The results are below.


In [11]:
u = np.linspace(0, 1, gridsize)
Q = np.empty([3, gridsize])
Qu = np.empty([3, gridsize])
Ql = np.empty([3, gridsize])
for i in range(gridsize - 1):
    Q[:, i] = T[np.max(np.cumsum(F < u[i], axis = 1), axis = 1)]
    #These bands are just fast approximations. A more correct (and slow) way of obtaining these is by bootstrapping again.
    Qu[:, i] = T[np.max(np.cumsum(F - np.array([c0 * se0, c1 * se1, c2 * se2]) < u[i], axis = 1), axis = 1)]
    Ql[:, i] = T[np.max(np.cumsum(F + np.array([c0 * se0, c1 * se1, c2 * se2]) < u[i], axis = 1), axis = 1)]
Q[:,gridsize - 1] = np.max(T)
Qu[:,gridsize - 1] = np.max(T)
Ql[:,gridsize - 1] = np.max(T)
plt.plot(u, Q[0, :],
         u, Q[1, :],
         u, Q[2, :])
plt.legend([r'$\hat{Q}_{w|w}$', r'$\hat{Q}_{m|m}$', r'$\hat{Q}_{m|w}$'])
plt.ylabel(r'$\ln(wage)$')
plt.xlabel(r'Cummulative Probability')
plt.fill_between(u, Ql[0, :], Qu[0, :], color = 'grey', alpha = '0.5')
plt.fill_between(u, Ql[1, :], Qu[1, :], color = 'grey', alpha = '0.5')
plt.fill_between(u, Ql[2, :], Qu[2, :], color = 'grey', alpha = '0.5')
plt.plot(F[0, :], T, F[1, :], T, F[2, :], T)
print('In case the grid size is small, I also included the smooth quantile functions (direct inverses, without grid-swich error).')

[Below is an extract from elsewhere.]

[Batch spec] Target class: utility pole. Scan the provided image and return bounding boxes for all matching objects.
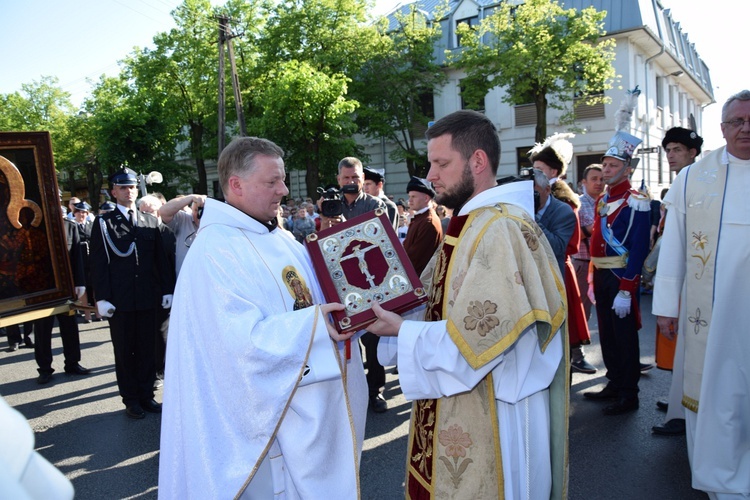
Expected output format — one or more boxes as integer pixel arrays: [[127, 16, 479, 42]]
[[216, 17, 227, 154], [219, 16, 247, 154]]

I also included the smooth quantile functions (direct inverses, without grid-swich error).

(d)

We can clearly observe that the discrimination part is more important. This is precisely what we expected, as it is similar to what we saw in the lecture notes. Indeed, in this sample we can see that females have about the same average observables as males, but with slightly higher averages in college and advanced degrees. Therefore, we should expect the compositional component to be close to zero, or even slightly negative, which is what we obtain below.


In [24]:
Comp, Disc = Q[1] - Q[2], Q[2] - Q[0]
Compl, Discl = Ql[1] - Qu[2], Ql[2] - Qu[0]
Compu, Discu = Qu[1] - Ql[2], Qu[2] - Ql[0]
plt.plot(u, Comp,
         u, Disc)
plt.legend([r'$\hat{Q}_{m|m}-\hat{Q}_{m|w}$', r'$\hat{Q}_{m|w}-\hat{Q}_{w|w}$'])
plt.ylabel(r'$\ln(wage)$')
plt.xlabel(r'Cummulative Probability')
plt.fill_between(u, Compl, Compu, color = 'grey', alpha = '0.5')
plt.fill_between(u, Discl, Discu, color = 'grey', alpha = '0.5')


Out[24]:
<matplotlib.collections.PolyCollection at 0x1f34de9d4a8>

(e)

I would expect the approaches to differ (as we saw in 14.662). We know that $$\underbrace{\hat{Q}_{m|m}-\hat{Q}_{m|w}}_{composition}+\underbrace{\hat{Q}_{m|w}-\hat{Q}_{w|w}}_{discrimination}=-[\underbrace{\hat{Q}_{w|m}-\hat{Q}_{m|m}}_{discrimination}+\underbrace{\hat{Q}_{w|w}-\hat{Q}_{w|m}}_{composition}],$$ but in this case, the order matters.

Indeed, we will now be calculating a decomposition in which the 'zero' we add is $\hat{Q}_{w|m}$ instead of $\hat{Q}_{m|w}$. This can yield really different outcomes (DiNardo, Fortin and Firpo, 2010, NBER WP). Mathematically, we will now estimate the logit model using females in the sample and then compute the predicted values with males, which is the opposite to what we did in this exercise.